NilkasG · April 16, 2018, 3:14pm

The code to load the source of a page and get its title and body (as DOM element) from that is in my first comment.

So far, you didn’t say that you want a screenshot of the rendered page. That is only possible to get from open/loaded pages. I am quite sure that the linked extension just waits for the page to be loaded by the user and grabs the screenshot then.

An alternative would be to render the pages on a server (this can work with puppeteer).

With tab hiding (experimental in Firefox) you may also be able to just load the desired url in a hidden tab and take a screenshot there. Loading hidden tabs may have unforeseen consequences, though.

MeowHellYeah · April 16, 2018, 3:32pm

I found lib that generates screenshot by DOM element so discussion is relevant.
I didn’t hear about hidden tabs, it may be interesting. As for the linked extension, there are two options to take a screenshot: just take and take via visiting.

I will try a trick with hidden tab a bit later. My first idea is to read all needed info with content script and send it to main script (wondering how to). Or it can be done easier?
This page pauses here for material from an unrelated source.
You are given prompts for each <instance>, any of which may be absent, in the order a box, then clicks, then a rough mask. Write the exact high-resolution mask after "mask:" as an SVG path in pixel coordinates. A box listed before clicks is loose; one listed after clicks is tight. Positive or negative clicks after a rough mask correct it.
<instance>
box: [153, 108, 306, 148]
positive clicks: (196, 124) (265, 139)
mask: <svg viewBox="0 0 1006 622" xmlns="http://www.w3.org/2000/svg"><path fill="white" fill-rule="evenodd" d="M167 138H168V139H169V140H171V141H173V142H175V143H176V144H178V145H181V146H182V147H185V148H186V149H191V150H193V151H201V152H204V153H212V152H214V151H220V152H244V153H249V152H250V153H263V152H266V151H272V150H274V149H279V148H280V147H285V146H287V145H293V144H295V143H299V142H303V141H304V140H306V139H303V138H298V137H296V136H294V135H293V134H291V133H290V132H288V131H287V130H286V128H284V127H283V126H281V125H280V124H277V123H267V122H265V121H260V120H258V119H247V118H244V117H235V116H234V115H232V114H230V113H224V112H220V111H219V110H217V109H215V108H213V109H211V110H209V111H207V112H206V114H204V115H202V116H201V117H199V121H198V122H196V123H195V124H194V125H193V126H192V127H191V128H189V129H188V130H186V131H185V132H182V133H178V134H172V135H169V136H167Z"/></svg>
NilkasG · April 16, 2018, 5:14pm

It really depends on what exactly you intend to achieve. If the page is already loaded, tabs.captureTab() - Mozilla | MDN seems the most straight-forward solution.

My first idea is to read all needed info with content script and send it to main script (wondering how to).

I don’t know what “needed info” you refer to and how any information (except for the entire DOM serialized with evaluated inline styles) could ever let you render an external page in a background script.

MeowHellYeah · April 16, 2018, 6:36pm

Document title and body as I said

NilkasG · April 16, 2018, 8:56pm

Document title is pretty clear, it’s a string, but “document body” in what form?

MeowHellYeah · April 16, 2018, 9:27pm

In form that can be rendered to image. DOM element is suitable at the moment unless my idea about getting it from website and sending from content script to script inserted into my own HTML page is too hard to implement.

NilkasG · April 16, 2018, 9:37pm

Ok. If your goal is to render arbitrary page bodies in the background the same way they are / would be rendered on the webpage, then that can’t be done (or is very difficult). The reason is mostly that modern web pages do not only consist of HTML. When you fetch or serialize the body element as a string, you are missing information. And reconstructing that in general, without actually executing and rendering the entire page, it very far from trivial.

So (as I said):
You need to take (maybe partial) screenshots of the actual running page. As I said, that can’t be done in the background. You can either do it in a browser tab (maybe already open, maybe hidden) or on a server.

MeowHellYeah · April 16, 2018, 9:43pm

Sad to know. Your method is promising though. I’ll try it one of these days and inform about successes.

MeowHellYeah · April 20, 2018, 1:29pm

Thanks, it works and it is much easier than I imagined:

browser.tabs.create({url: "https://developer.mozilla.org/", active: false}).then(function (tab) {
    console.log("Tab:", tab);
    setTimeout(function () {
        browser.tabs.captureTab(tab.id).then(function(base64img) {
            console.log("Title:", tab.title); 
            console.log("Favicon:", tab.favIconUrl);
            console.log("Base64img", base64img);
            browser.tabs.remove(tab.id);
        });
    }, 3000); //give page some time to load itself
});

But I wonder why tab.title is just url and tab.favIconUrl is undefined. Extension has tabs and <all_urls> permissions.

freaktechnik · April 20, 2018, 1:31pm

Probably because you’re not actually waiting for the tab to load and instead just wait an arbitrary number of seconds.

MeowHellYeah · April 20, 2018, 1:38pm

True, I am, but it’s enough to load page completely and take a good screenshot.
Btw I don’t see anything like tabs.onLoaded event in tabs API. What is the good way?